When does g_hash_table_lookup() starts to be convenient compared to a loop of strcmp()?

Hash tables are definitely the way to go when data must be accessed from a large collection. But if the collection is very small (e.g. two strings), a simple if/else will be way faster.

Now I was wondering what I should do in my case. I have a collection of short strings (a dozen of characters in average) that depend on the user. In theory there could be 100 of them, but most of the times there will be around 2-5 strings in total. By most of the times I mean 99.9% of the times.

So I was wondering if anyone has thought about when using GHashTable starts to be convenient compared to a loop of strcmp(). Does it start to be convenient after 5 strings? After 20? After 100?

It is probably just a futile curiosity. Yet I am curious about it (also for future designs).

General answer for performance-related matters:

Something like 20% of the code is responsible for 80% of time execution.

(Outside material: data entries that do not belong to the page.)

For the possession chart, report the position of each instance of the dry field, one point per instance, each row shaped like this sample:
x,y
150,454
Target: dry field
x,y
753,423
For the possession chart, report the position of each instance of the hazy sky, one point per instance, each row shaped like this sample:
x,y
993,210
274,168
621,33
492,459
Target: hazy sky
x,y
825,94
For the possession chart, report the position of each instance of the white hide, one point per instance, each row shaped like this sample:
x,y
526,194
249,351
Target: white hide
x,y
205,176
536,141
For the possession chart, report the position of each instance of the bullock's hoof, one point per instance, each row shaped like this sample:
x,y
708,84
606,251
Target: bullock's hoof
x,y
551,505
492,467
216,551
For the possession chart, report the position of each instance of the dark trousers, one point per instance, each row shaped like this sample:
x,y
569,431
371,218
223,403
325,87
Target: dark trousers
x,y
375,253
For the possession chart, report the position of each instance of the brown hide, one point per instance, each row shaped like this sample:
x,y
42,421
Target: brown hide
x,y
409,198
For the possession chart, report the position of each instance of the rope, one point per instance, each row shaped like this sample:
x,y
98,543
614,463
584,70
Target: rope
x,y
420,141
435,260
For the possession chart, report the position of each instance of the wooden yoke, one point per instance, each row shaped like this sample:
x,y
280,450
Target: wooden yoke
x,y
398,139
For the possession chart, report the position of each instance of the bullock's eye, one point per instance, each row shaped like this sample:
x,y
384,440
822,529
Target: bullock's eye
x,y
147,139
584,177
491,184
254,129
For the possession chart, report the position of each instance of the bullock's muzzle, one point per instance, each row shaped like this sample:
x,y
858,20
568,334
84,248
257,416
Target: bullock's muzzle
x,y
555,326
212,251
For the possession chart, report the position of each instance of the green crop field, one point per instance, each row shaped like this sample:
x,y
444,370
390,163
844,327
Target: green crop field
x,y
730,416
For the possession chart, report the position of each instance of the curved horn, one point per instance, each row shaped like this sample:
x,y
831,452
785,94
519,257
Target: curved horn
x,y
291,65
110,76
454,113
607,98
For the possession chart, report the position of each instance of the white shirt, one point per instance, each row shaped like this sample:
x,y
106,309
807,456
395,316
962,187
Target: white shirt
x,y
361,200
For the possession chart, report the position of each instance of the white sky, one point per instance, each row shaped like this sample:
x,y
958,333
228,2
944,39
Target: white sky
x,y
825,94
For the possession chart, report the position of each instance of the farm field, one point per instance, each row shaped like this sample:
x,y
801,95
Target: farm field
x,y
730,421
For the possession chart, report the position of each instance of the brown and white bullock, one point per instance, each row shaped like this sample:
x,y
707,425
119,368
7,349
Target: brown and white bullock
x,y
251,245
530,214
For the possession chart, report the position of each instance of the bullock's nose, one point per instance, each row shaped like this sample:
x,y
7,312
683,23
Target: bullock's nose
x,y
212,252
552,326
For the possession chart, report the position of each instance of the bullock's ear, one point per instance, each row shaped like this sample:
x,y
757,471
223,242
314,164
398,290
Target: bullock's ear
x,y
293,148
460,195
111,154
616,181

So it’s a good practice to write code such that it’s easy to understand, and optimize the 20% only if needed (by doing measurements).

100% agree. I still have the academic curiosity though about when GHashTable starts to be faster than a plain if/else scrolling through a list. My bet goes to “around ten strings”. I guess I will do a test at some point…

Yeah it’s like the sorting algorithms. Some smart ways to sort are slower for small lists.